Such as speech recognition, gives you a piece of audio data that needs to be recognized for the text. The audio data is the observed variable and the text is the hidden variable. There is a slight variation in sound for different contextual environments, but the approximate pronunciation is statistically regular. On the other hand, when we say a sentence, there are also some transfer rules between words.

In terms of model representation:

the HMM comprises three parameters, namely an initial probability distribution, a state transition probability matrix and an observation probability matrix.

Let Q be the set of all possible states and V be the set of all possible observations.

Q＝{q ₁ ，q ₂ ，...，q _N }，V＝{v ₁ ，v ₂ ，...，v _M }

Where N is the possible state tree and M is the possible observations.

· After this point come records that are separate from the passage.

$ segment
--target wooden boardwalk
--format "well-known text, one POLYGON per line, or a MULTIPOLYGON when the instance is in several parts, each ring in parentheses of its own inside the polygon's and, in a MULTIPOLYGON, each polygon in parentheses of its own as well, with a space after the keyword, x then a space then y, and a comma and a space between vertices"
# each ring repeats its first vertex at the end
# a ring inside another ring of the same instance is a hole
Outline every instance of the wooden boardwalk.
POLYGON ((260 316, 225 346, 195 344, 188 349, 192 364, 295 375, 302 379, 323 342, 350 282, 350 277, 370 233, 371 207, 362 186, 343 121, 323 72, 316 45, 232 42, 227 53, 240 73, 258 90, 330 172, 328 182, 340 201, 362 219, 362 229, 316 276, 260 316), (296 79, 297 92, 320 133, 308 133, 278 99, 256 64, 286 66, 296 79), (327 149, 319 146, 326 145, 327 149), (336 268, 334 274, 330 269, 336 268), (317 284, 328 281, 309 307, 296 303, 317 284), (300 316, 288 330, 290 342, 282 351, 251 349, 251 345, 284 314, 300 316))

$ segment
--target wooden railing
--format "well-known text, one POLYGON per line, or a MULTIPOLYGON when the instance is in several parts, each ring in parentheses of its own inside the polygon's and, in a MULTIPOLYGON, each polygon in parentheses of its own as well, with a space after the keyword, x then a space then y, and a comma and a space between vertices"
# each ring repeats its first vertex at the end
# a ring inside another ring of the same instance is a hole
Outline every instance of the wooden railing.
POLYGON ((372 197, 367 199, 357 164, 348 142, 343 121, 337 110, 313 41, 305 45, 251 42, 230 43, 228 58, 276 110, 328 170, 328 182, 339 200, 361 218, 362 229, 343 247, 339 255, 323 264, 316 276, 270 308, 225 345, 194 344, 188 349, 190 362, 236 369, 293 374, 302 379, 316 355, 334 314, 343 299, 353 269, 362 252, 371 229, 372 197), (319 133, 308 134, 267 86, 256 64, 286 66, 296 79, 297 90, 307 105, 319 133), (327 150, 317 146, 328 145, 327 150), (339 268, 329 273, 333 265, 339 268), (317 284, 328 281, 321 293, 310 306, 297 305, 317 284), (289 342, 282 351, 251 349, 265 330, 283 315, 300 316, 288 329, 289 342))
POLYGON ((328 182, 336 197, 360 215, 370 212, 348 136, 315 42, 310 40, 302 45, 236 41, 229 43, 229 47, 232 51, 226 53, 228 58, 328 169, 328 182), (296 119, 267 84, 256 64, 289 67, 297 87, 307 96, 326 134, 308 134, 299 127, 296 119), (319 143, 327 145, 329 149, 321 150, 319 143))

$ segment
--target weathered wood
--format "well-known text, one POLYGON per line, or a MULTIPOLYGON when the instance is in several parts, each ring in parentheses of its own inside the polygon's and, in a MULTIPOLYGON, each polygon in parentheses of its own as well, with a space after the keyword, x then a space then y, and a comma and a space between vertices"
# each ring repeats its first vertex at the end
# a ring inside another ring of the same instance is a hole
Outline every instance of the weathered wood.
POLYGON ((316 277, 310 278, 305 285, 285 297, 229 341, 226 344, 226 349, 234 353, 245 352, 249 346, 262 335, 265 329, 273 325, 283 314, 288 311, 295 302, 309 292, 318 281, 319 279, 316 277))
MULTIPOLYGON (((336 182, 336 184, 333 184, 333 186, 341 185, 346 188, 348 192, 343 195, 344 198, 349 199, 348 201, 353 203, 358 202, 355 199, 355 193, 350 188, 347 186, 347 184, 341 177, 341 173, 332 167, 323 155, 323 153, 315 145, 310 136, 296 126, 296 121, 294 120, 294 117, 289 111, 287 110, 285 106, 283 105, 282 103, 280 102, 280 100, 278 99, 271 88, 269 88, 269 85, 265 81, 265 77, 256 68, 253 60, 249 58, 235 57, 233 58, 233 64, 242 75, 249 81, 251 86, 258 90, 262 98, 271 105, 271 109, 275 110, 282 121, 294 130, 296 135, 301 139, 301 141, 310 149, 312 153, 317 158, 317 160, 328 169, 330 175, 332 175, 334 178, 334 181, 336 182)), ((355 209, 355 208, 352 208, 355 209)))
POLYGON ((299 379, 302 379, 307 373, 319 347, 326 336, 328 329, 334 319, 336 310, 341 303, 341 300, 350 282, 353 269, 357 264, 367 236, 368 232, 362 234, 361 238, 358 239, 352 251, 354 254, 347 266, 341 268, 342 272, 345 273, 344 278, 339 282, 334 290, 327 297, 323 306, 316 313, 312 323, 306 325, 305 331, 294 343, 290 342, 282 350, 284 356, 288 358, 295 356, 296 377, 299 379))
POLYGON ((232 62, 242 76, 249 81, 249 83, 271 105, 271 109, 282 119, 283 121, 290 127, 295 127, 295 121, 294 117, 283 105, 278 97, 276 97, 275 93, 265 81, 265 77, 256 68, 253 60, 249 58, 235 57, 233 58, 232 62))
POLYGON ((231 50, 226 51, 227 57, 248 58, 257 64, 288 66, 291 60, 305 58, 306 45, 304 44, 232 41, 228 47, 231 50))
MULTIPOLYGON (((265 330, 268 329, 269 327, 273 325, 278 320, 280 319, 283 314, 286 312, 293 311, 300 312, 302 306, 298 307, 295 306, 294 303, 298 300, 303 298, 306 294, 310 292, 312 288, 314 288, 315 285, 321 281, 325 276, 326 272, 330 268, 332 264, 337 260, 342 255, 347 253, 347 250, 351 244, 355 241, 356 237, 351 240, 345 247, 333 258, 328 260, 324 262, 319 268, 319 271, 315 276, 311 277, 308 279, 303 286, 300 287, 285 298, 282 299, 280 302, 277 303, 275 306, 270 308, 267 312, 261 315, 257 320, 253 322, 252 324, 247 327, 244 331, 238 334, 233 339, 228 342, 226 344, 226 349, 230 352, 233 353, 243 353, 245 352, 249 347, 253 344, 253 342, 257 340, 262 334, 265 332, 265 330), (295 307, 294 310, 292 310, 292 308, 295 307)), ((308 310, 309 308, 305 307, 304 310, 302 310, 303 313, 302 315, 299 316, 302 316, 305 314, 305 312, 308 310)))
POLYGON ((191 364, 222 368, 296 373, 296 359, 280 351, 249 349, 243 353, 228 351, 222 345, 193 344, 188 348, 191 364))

I is a state sequence of length T, and O is a corresponding observation sequence.

I＝{i ₁ ，i ₂ ，...，i _T }，O＝{o ₁ ，o ₂ ，...，o _T }

Pi is the initial state probability vector:

π＝(π _i )

wherein,

π _i ＝P(i ₁ ＝q _i )，i＝1，2，...，N

is at time t=1 in state q _i Is a probability of (2).

A is a state transition probability matrix:

A＝[a _ij ] _N×M

wherein,

is in state q at the moment _i Time t+1 under the condition of (2) transitions to state q _j Is a probability of (2).

B is the observation probability matrix:

B＝[b _j (k)] _N×M

wherein,

is in state q at time t _j Generates observations v under the condition of (2) _k Is a probability of (2).

HMM can mainly address three problems:

probability calculation problem. Given a model λ= (a, B, pi) and an observation sequence= (o) ₁ ，o ₂ ，...，o _T ) The probability P (o|λ) of occurrence of the observation sequence O under the model λ is calculated.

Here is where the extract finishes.